Who would have believed at the start of the 20th century that sexuality would sweep through all restraints and counter restraints of society? Women's liberation has had little to do with it. The sexual revolution has been accumulative and irrepressible because it has been spontaneous and unstoppable. The restraints of church and state were no longer adhered to as in the pre-war era; not only the Victorian era had collapsed, the British empire and the industrial revolution. Confidence in the Church of England and churches in general was lost because church and state had both sanctioned the war against the teachings of Christ and the unspeakable suffering, because the price of war was felt too deeply and too personally.

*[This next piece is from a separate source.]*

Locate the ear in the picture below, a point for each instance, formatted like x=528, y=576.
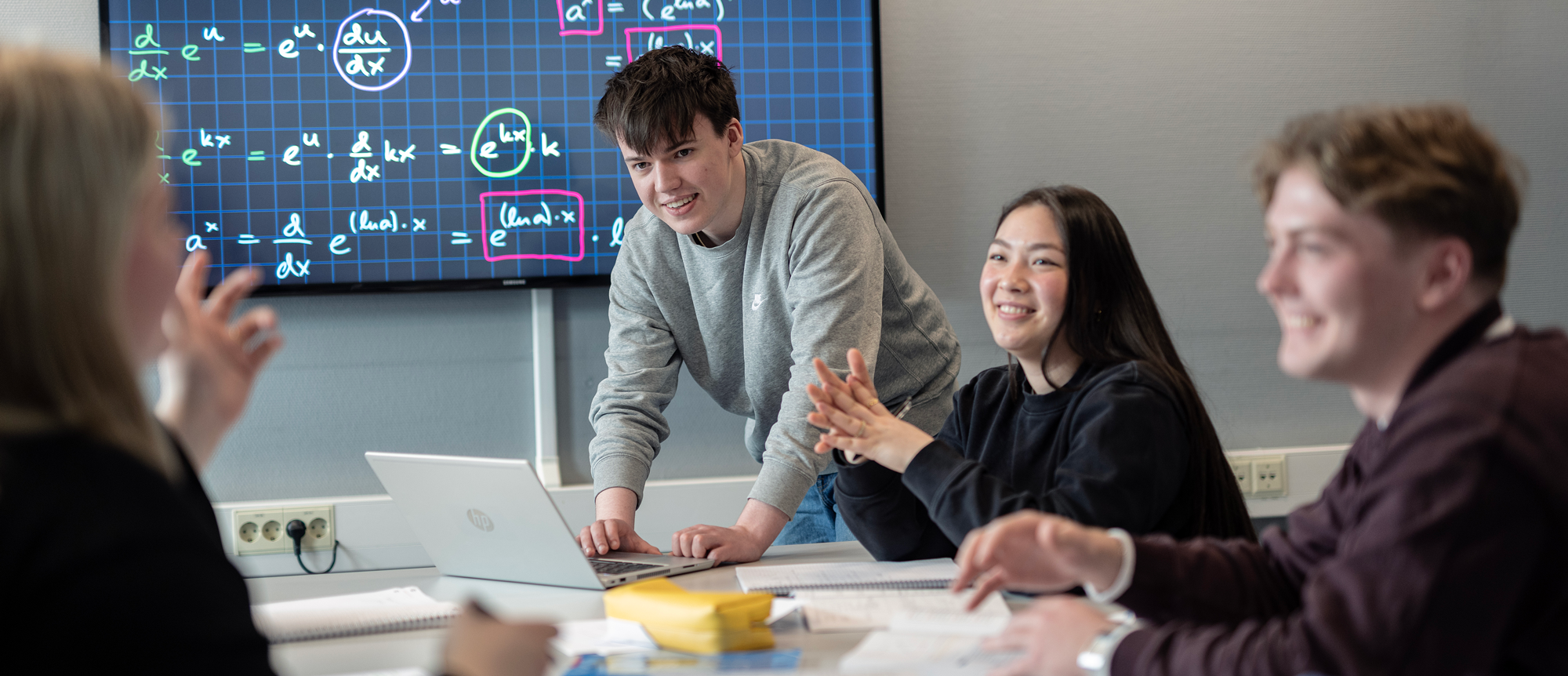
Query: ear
x=1448, y=266
x=735, y=136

Against the reality of the biological imbalance, - the great post war imbalance of too many females and too few males, - 'family planning' and 'the pill' were prescribed by the state to counter the danger of polygamy on the one hand and single motherhood on the other, a policy that would further shrink the family and do nothing to increase the male population. Thus began the age of the nuclear family which foreshadowed the end of marriage as the foundation of society. For the past 100 years the trend towards sexual freedom and sexual aberrations such as homosexuality has been unstoppable.
Nevertheless, the biological problem remains as the biggest crisis of modern society because only marriage can ensure the care, safety and responsibility for children. Children are the future of any society, so their education, discipline and outlook is vitally important to prevent social upheaval, and the breakdown of values that keep society together.